The passing out of little cards to the gathered "elite" of an academic forum may be carried out in several ways. Just what are the conventions of "putting oneself about"? It is useful, one imagines, to have ready a slim and convenient instrument of transmission, so that if asked one's name or number the giving of information can occur quickly and easily. Perhaps one was already involved in a conversation before either party offered his or her card, or it could be that one sees someone whom one would like to contact at a later date; in this case an interruption may be required. Or might the transference occur in a manner paralleling the scene in Orwell's 'Nineteen Eighty-Four' in which Julia secretly but assuredly slips Winston the note containing her declaration of love? One thinks too of Poe's "purloined letter", a loose but apposite signifier of the very act of the circulation of the sign itself. [2] If, how and why such a card is read is at the crux of the matter here. Passing this kind of card in such a sphere is mundane, an incident without incident, but Fan's cards are not what they seem. One holds back with some effort the possible puns upon meaning business or being in, as artists are supposed to be, the business of making meanings.
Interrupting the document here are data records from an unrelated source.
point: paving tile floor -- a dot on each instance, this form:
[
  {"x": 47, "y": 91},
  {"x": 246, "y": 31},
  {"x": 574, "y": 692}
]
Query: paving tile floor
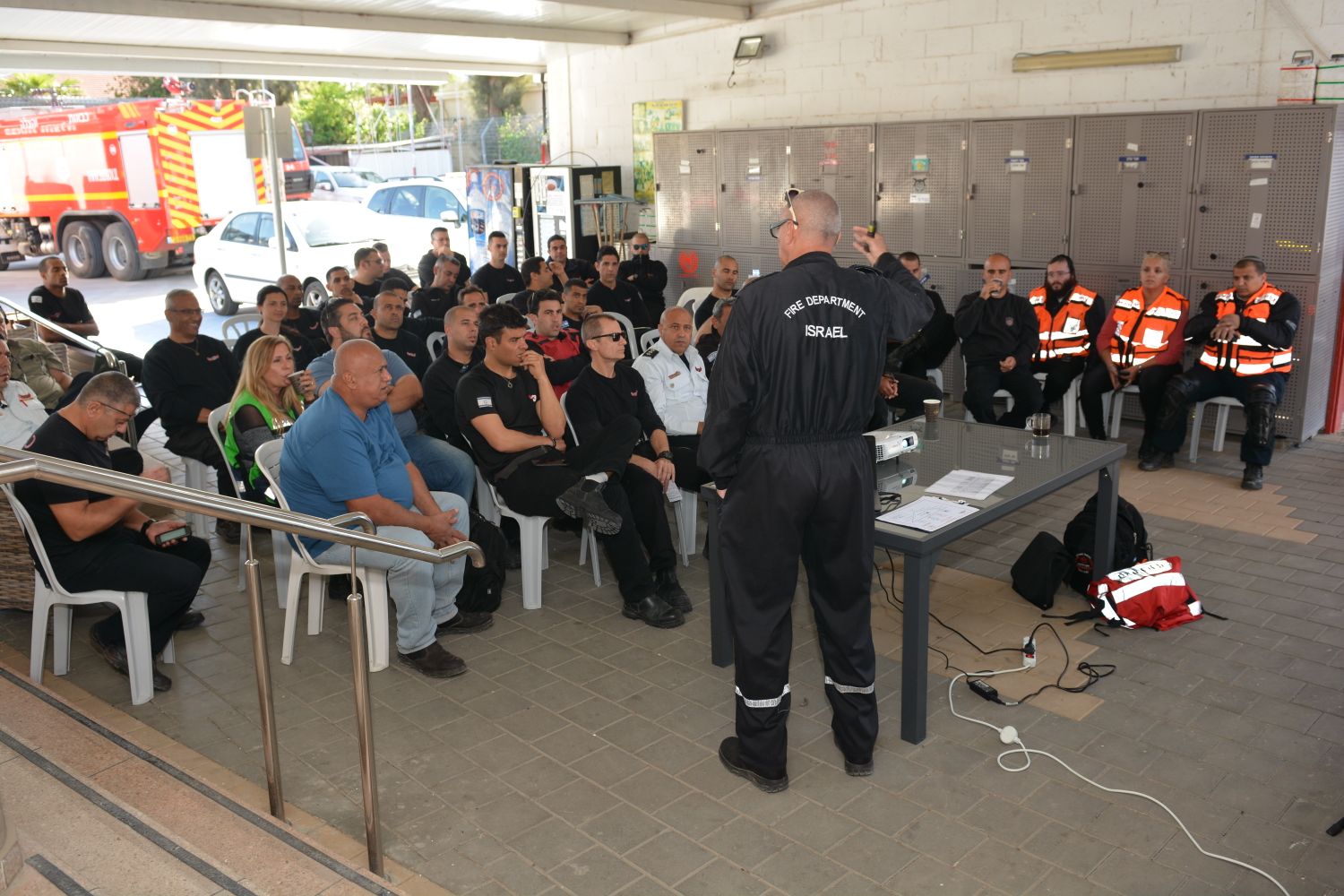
[{"x": 578, "y": 754}]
Fan, in a roundabout but ultimately undecidable manner lets this ambiguity operate to its greatest effect. Such a slippage between categories of function is one of the central engines of this work.

One of the most prevalent themes apparent in what one might term traditional performance art is the emphasised presence of the artist's own body within the making of the work. But this existential investment is absent from Fan's present piece; this is one reason why I have called it an anti-performance. On a certain level Fan's arranged distribution isn't so different to the usual utilisation of business cards, letting people know who you are and what you do by means of a small printed mnemonic. Whoever bothers to read Fan's cards will see he gives his profession as artist, and some will spot that an actual work was being produced for which they are the audience, and the indispensable participant too. But unless people literally compare notes they'll probably remain unaware that there are several texts in circulation; such comparisons may, on the other hand, leave most people in the gathering little the wiser. Short of carrying out a miniature sociological survey there would appear no way for Fan to gauge how exactly his work has worked. Entertainment or party trick, idiotic action or subtle artistic intervention, one wonders how, in the end, the piece will actually be seen, and who will see it. This simultaneity of states is the work's richest vein.  

Peter Suchin

1. The phrase is a cliché of stage magic, a standard instruction accompanying tricks involving sleight of hand.

2. George Orwell, Nineteen Eighty-Four, Penguin, 1959, p. 89. Edgar Allan Poe's "The Purloined Letter" is included in his 'Selected Writings', Penguin, 1980. For an extensive discussion of the meanings implied (or confounded) by the elusive letter in Poe's story see John P Muller and William J Richardson (Eds.), The Purloined Poe, Johns Hopkins University Press, 1988, passim.